業務を終え、家に戻ると、3名から茶会に参加するという手紙が届いていた。ただ……パティはダイエット中だから、太りそうなお菓子を用意するのは可哀想かもしれないな。……そうだ!おからクッキーを作って出してみよう。研究所から来た料理人におからクッキーのレシピを渡して、おからを準備しておけば、作ってくれるだろう。
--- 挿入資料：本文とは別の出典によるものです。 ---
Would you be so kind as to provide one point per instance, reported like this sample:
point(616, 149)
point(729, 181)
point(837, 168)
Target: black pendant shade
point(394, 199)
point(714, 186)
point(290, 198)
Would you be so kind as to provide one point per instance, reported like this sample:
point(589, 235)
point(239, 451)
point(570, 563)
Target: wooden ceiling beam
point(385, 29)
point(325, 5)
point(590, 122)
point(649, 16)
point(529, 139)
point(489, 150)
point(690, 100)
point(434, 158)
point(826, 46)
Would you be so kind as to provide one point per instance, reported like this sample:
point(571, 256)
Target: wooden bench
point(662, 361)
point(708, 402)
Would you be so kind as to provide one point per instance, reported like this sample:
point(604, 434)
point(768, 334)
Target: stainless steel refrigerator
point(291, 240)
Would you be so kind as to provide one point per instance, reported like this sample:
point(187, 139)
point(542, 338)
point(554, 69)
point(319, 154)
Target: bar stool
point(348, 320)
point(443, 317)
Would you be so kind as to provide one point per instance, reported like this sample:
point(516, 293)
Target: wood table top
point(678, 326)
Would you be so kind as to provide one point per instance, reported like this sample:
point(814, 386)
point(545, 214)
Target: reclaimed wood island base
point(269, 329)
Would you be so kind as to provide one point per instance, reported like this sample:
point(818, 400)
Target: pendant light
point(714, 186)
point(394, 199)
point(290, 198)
今日はウェルスカレン領の巡回助言の日だ。前回と違い、ウェルスカレン家とは現在友好関係にあるから、気楽にやれそうだ。ただ、今回の助手のラフトリーザ・イノウザンドは……男爵令嬢なのだが、精霊とはよく話をするが、人とは殆ど話さないタイプのようで、これまで私も話をしたことが無い。指示には従ってくれるようなので、仕事自体は進める事ができるとは思うが。
転移門でウェルスカレンに移動した私達は、ウェルスカレンの行政官に案内され、領行政舎に到着した。玄関には、公爵とペルシャ様が待っていて、挨拶を交わした後、会議室の様な部屋に移動した。そこで、行政官の一人から、軽く領の状況を確認し、地図や記録用紙などの準備を終え、早目の昼食を取った。
「では、本日は領の西側の確認を行います。ラフトリーザさんも補助をお願いします」
ラフトリーザが頷いたことを確認し、頭を風精霊と同化させ、精霊達を呼び出した。いつもの要領で精霊達に確認内容を伝え、魔力を与えて担当地域を割り振り、飛んで行って貰った。暫くすると、近場の担当から続々と戻って来る。
私とラフトリーザは状況を聞き取り、問題無ければ再度魔力を与えて帰って貰った。まとめたところ……本日は耕作地や水路などに是正の箇所はあったものの、行政官達に伝えれば終了する内容だった。ということで、本日の仕事を終了し、公爵邸に向かった。馬車の中で
「話には聞いていたが……多い時で一か月近くかかっていた巡回助言が、数日で終わるというのは驚きだな」
「今回は巡回助言の要領を全面的に見直している所でしたので私が参りましたが、来年以降は元の様に精霊術士達が伺うことになります。ですが、期間の短縮や精度の向上は見られると思いますわ」
「私達は精霊が見えませんので、情報を受け取るだけでございましたが、それよりも、フィリス様の趣が通常とは違い、緑の髪と瞳になっていたのが、印象的でしたわ……」
「私は精霊と体を同調して一体化させることが出来るのですが、それを行った際には、髪と瞳の色がその属性の色に変化するのですよ。今回は風精霊でしたので緑色、というわけです」
公爵やペルシャ様とそのような話をしていた。なお、一緒にいたラフトリーザは無言だった。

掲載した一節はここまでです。